Representation Decomposition for Learning Similarity and Contrastness Across Modalities for Affective Computing
This work addresses the challenge of capturing complex and conflicting evidence across modalities in affective computing, which is incremental but enhances emotion understanding for human-computer interaction.
The paper tackles the problem of multi-modal affective computing by proposing a representation decomposition approach that separates shared and modality-specific components, achieving consistent performance improvements over strong baselines and state-of-the-art models across three tasks.
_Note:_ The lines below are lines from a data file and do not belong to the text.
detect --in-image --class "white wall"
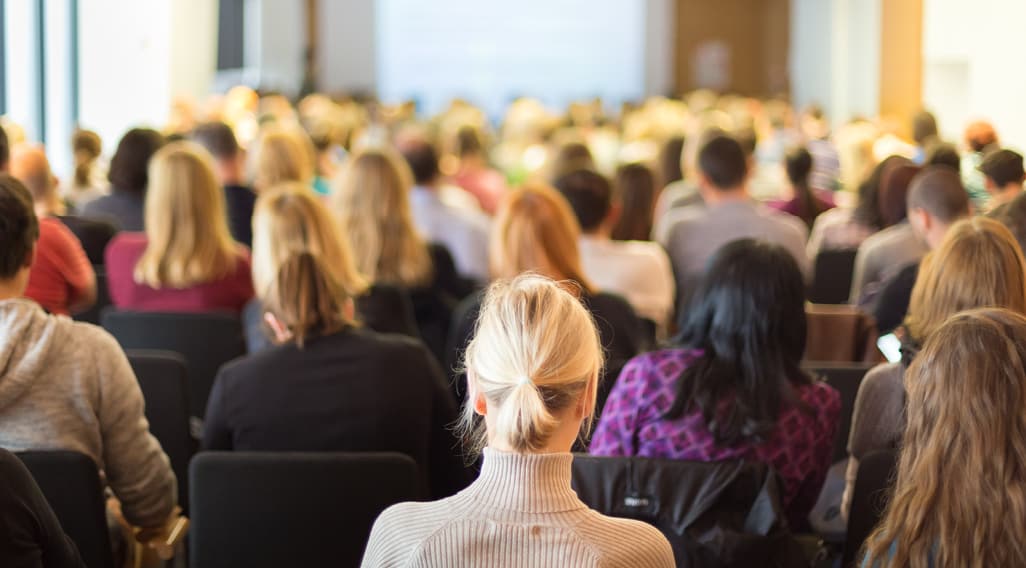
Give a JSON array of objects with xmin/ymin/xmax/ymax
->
[
  {"xmin": 79, "ymin": 0, "xmax": 218, "ymax": 153},
  {"xmin": 923, "ymin": 0, "xmax": 1026, "ymax": 149}
]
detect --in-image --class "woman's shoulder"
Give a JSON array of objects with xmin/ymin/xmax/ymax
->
[{"xmin": 579, "ymin": 511, "xmax": 675, "ymax": 568}]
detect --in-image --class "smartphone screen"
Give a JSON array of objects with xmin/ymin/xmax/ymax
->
[{"xmin": 876, "ymin": 333, "xmax": 901, "ymax": 363}]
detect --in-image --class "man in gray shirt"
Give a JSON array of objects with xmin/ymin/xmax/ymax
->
[{"xmin": 656, "ymin": 134, "xmax": 810, "ymax": 306}]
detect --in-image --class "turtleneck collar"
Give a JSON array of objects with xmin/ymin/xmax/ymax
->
[{"xmin": 468, "ymin": 448, "xmax": 586, "ymax": 513}]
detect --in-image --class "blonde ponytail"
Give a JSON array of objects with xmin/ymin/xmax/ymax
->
[{"xmin": 463, "ymin": 274, "xmax": 602, "ymax": 452}]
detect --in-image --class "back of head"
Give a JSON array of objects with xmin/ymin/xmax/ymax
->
[
  {"xmin": 107, "ymin": 128, "xmax": 164, "ymax": 195},
  {"xmin": 905, "ymin": 217, "xmax": 1026, "ymax": 341},
  {"xmin": 0, "ymin": 126, "xmax": 10, "ymax": 172},
  {"xmin": 923, "ymin": 143, "xmax": 961, "ymax": 171},
  {"xmin": 463, "ymin": 275, "xmax": 602, "ymax": 453},
  {"xmin": 261, "ymin": 251, "xmax": 353, "ymax": 348},
  {"xmin": 135, "ymin": 141, "xmax": 237, "ymax": 288},
  {"xmin": 877, "ymin": 158, "xmax": 919, "ymax": 227},
  {"xmin": 400, "ymin": 137, "xmax": 439, "ymax": 186},
  {"xmin": 10, "ymin": 144, "xmax": 57, "ymax": 203},
  {"xmin": 252, "ymin": 181, "xmax": 367, "ymax": 297},
  {"xmin": 248, "ymin": 126, "xmax": 314, "ymax": 191},
  {"xmin": 331, "ymin": 149, "xmax": 432, "ymax": 287},
  {"xmin": 488, "ymin": 185, "xmax": 591, "ymax": 291},
  {"xmin": 0, "ymin": 173, "xmax": 39, "ymax": 281},
  {"xmin": 912, "ymin": 111, "xmax": 938, "ymax": 146},
  {"xmin": 71, "ymin": 128, "xmax": 104, "ymax": 187},
  {"xmin": 613, "ymin": 163, "xmax": 657, "ymax": 241},
  {"xmin": 965, "ymin": 120, "xmax": 997, "ymax": 152},
  {"xmin": 980, "ymin": 149, "xmax": 1026, "ymax": 188},
  {"xmin": 556, "ymin": 169, "xmax": 613, "ymax": 233},
  {"xmin": 784, "ymin": 147, "xmax": 813, "ymax": 188},
  {"xmin": 908, "ymin": 166, "xmax": 970, "ymax": 224},
  {"xmin": 994, "ymin": 193, "xmax": 1026, "ymax": 254},
  {"xmin": 667, "ymin": 239, "xmax": 808, "ymax": 445},
  {"xmin": 698, "ymin": 133, "xmax": 748, "ymax": 191},
  {"xmin": 866, "ymin": 309, "xmax": 1026, "ymax": 566},
  {"xmin": 190, "ymin": 122, "xmax": 242, "ymax": 161},
  {"xmin": 456, "ymin": 125, "xmax": 484, "ymax": 158}
]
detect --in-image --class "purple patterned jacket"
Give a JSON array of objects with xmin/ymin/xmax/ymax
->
[{"xmin": 590, "ymin": 349, "xmax": 840, "ymax": 526}]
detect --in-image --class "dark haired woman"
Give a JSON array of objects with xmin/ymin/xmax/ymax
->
[
  {"xmin": 82, "ymin": 128, "xmax": 165, "ymax": 232},
  {"xmin": 591, "ymin": 239, "xmax": 840, "ymax": 527},
  {"xmin": 773, "ymin": 147, "xmax": 834, "ymax": 230}
]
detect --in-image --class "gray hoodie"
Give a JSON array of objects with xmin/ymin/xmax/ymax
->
[{"xmin": 0, "ymin": 299, "xmax": 177, "ymax": 527}]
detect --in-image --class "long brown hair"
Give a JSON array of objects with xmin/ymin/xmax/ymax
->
[
  {"xmin": 867, "ymin": 309, "xmax": 1026, "ymax": 568},
  {"xmin": 331, "ymin": 149, "xmax": 434, "ymax": 288},
  {"xmin": 905, "ymin": 217, "xmax": 1026, "ymax": 341}
]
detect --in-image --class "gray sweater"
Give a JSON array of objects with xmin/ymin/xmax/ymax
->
[
  {"xmin": 363, "ymin": 448, "xmax": 674, "ymax": 568},
  {"xmin": 0, "ymin": 299, "xmax": 177, "ymax": 527}
]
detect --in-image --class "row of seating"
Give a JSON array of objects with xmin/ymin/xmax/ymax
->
[{"xmin": 18, "ymin": 444, "xmax": 894, "ymax": 568}]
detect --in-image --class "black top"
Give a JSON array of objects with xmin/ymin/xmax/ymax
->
[
  {"xmin": 57, "ymin": 215, "xmax": 118, "ymax": 267},
  {"xmin": 445, "ymin": 292, "xmax": 645, "ymax": 399},
  {"xmin": 873, "ymin": 262, "xmax": 919, "ymax": 334},
  {"xmin": 81, "ymin": 189, "xmax": 146, "ymax": 233},
  {"xmin": 242, "ymin": 284, "xmax": 420, "ymax": 353},
  {"xmin": 203, "ymin": 323, "xmax": 469, "ymax": 498},
  {"xmin": 409, "ymin": 244, "xmax": 477, "ymax": 362},
  {"xmin": 225, "ymin": 185, "xmax": 257, "ymax": 246},
  {"xmin": 0, "ymin": 449, "xmax": 85, "ymax": 568}
]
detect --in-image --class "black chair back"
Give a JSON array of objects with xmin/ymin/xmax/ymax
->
[
  {"xmin": 574, "ymin": 455, "xmax": 808, "ymax": 568},
  {"xmin": 126, "ymin": 350, "xmax": 199, "ymax": 515},
  {"xmin": 73, "ymin": 265, "xmax": 111, "ymax": 325},
  {"xmin": 189, "ymin": 452, "xmax": 418, "ymax": 568},
  {"xmin": 808, "ymin": 249, "xmax": 858, "ymax": 303},
  {"xmin": 841, "ymin": 450, "xmax": 898, "ymax": 568},
  {"xmin": 805, "ymin": 363, "xmax": 873, "ymax": 463},
  {"xmin": 16, "ymin": 451, "xmax": 114, "ymax": 568},
  {"xmin": 101, "ymin": 309, "xmax": 246, "ymax": 419}
]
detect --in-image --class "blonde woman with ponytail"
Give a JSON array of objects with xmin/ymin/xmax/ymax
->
[
  {"xmin": 203, "ymin": 250, "xmax": 468, "ymax": 498},
  {"xmin": 363, "ymin": 275, "xmax": 674, "ymax": 568}
]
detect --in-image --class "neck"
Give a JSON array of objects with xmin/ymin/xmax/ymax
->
[{"xmin": 702, "ymin": 186, "xmax": 750, "ymax": 205}]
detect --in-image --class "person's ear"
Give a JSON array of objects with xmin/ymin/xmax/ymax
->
[
  {"xmin": 467, "ymin": 369, "xmax": 488, "ymax": 416},
  {"xmin": 264, "ymin": 312, "xmax": 292, "ymax": 343}
]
Multi-modal affective computing aims to automatically recognize and interpret human attitudes from diverse data sources such as images and text, thereby enhancing human-computer interaction and emotion understanding. Existing approaches typically rely on unimodal analysis or straightforward fusion of cross-modal information that fail to capture complex and conflicting evidence presented across different modalities. In this paper, we propose a novel LLM-based approach for affective computing that explicitly deconstructs visual and textual representations into shared (modality-invariant) and modality-specific components. Specifically, our approach firstly encodes and aligns input modalities using pre-trained multi-modal encoders, then employs a representation decomposition framework to separate common emotional content from unique cues, and finally integrates these decomposed signals via an attention mechanism to form a dynamic soft prompt for a multi-modal LLM. Extensive experiments on three representative tasks for affective computing, namely, multi-modal aspect-based sentiment analysis, multi-modal emotion analysis, and hateful meme detection, demonstrate the effectiveness of our approach, which consistently outperforms strong baselines and state-of-the-art models.